On connaît peu ou mal la filmographie d’exil de Jean Renoir, celle qui suit l’échec retentissant de La Règle du jeu (1939), après lequel il quitte la France. De cette période mouvementée, surgit un film presque venu de nulle part, né sous le soleil de l’Inde tropicale, et qui va marquer la renaissance du cinéaste. L’énergie nouvelle puisée dans cette terre aux antipodes va pourtant ramener l’auteur au plus près de son œuvre.

Après une décennie de productions hollywoodiennes aux succès aléatoires, le nouveau film de Renoir nous surprend là où on l’attendait le moins, de l’autre côté de la terre, au cœur du Bengale, dans le Delta du Gange.

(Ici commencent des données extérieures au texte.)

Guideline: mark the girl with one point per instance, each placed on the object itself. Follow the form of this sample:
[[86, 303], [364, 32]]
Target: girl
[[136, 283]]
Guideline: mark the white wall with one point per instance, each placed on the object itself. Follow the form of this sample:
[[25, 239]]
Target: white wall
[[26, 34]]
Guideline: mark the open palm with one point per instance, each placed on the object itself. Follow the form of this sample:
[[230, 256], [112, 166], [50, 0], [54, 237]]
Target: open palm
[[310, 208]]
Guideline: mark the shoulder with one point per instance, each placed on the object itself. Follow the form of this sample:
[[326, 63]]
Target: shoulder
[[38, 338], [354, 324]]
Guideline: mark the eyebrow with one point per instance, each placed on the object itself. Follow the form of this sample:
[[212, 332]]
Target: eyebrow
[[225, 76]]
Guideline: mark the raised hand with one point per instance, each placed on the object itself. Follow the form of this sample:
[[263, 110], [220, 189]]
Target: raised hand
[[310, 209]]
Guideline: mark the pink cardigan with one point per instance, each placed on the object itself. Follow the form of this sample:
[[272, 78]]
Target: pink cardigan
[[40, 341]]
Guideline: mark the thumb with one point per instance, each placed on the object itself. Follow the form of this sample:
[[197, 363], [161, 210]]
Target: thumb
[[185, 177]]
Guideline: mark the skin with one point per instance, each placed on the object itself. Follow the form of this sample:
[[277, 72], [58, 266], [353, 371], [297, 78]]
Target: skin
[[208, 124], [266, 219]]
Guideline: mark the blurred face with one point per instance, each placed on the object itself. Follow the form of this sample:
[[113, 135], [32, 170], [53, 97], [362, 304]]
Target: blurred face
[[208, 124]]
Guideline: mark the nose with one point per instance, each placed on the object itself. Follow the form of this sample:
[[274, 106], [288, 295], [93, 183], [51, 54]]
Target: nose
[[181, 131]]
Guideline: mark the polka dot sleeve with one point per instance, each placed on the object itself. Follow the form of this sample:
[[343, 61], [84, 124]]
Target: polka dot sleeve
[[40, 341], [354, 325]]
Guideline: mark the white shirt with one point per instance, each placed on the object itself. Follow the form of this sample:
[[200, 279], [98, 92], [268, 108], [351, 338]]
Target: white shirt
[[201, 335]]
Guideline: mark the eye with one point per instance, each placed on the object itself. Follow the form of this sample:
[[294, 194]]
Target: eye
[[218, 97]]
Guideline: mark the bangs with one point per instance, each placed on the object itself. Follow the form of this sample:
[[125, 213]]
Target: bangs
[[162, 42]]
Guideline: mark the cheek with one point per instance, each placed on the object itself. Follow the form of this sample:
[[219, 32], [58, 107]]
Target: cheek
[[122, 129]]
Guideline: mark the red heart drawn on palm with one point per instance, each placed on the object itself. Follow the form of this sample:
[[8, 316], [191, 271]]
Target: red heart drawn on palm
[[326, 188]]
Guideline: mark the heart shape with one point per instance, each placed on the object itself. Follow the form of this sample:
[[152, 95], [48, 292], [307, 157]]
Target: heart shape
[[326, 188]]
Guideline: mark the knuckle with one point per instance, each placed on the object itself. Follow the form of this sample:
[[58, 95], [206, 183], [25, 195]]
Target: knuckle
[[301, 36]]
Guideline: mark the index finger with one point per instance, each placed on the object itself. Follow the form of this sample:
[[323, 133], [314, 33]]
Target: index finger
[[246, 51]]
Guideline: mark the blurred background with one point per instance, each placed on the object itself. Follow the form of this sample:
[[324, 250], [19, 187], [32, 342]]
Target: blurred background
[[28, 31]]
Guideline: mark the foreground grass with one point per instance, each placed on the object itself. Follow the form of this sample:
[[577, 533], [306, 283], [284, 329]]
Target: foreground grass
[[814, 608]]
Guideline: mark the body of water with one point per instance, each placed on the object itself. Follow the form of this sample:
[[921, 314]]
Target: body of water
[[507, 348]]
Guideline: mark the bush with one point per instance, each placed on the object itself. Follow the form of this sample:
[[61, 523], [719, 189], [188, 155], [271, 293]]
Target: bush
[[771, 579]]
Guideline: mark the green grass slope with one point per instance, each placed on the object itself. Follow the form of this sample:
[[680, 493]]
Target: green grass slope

Les premières images nous immergent dans un monde que l’on croit à l’opposé de l’univers renoirien. Au son du sitar, une main dessine sur le sol avec de la farine de riz un motif signifiant, dans la tradition hindouiste, la bienvenue à l’hôte, à nous spectateurs. Puis des pêcheurs bengalis s’affairent sur leurs bateaux, le tout scandé par le chant d’un homme. Le fleuve déploie alors toute sa grandeur, jalonné par les marches majestueuses de pierre blanche menant à des temples ou des palais, dans le faste d’une nature souveraine. Nous sommes emportés d’emblée dans cette contrée au paysage ensorcelant, laissant de côté nos interrogations. Une voix nous conte alors le récit d’amour et de vie d’une jeune adolescente, Harriett, dont l’existence paisible au sein d’une famille britannique, implantée dans ce village et vivant de l’exploitation de jute, va être bouleversée par un jeune américain. Un ancien soldat qui arrive, comme « déposé«  par le fleuve, telle une « offrande«  des dieux aux hommes.

La vie d’Harriett est comme une image d’Epinal, la vaste demeure familiale est le lieu des plaisirs et des jeux entre frères et sœurs, avec la complicité de leur nourrice, Nan, et la bienveillance de leur mère. Ce jardin d’Eden, chargé des parfums et couleurs insouciantes de l’enfance, va être le théâtre de l’éveil à la sensualité et à l’amour, au premier amour. Dans cet endroit préservé du monde, où les filles s’amusent sur la balançoire en rêvant au jeune homme tout juste arrivé, nous parvient l’écho des batifolages de Partie de campagne (1936), auquel le film ressemble par bien des aspects. Sauf que nous sommes ici au plus près de l’enfance et de l’innocence du cœur. Et loin de la petite escapade champêtre sur les bords de la Marne, c’est l’Inde, avec ses fêtes flamboyantes consacrées aux divinités de la nature, dans une osmose humaine presque rêvée entre les Anglais et la population locale. L’escale de Renoir dans ces lointaines contrées semble prendre l’aspect d’un retour au plus profond de ses sources, à l’essence des thèmes qui traversent son œuvre, le désir, la vie, la mort, l’amour. Mais depuis Une Partie de campagne, les années ont passé, l’exil américain de près de dix ans a marqué l’homme et le cinéaste. Une forme d’apaisement affleure au long de ces plans comme charriés par le fleuve.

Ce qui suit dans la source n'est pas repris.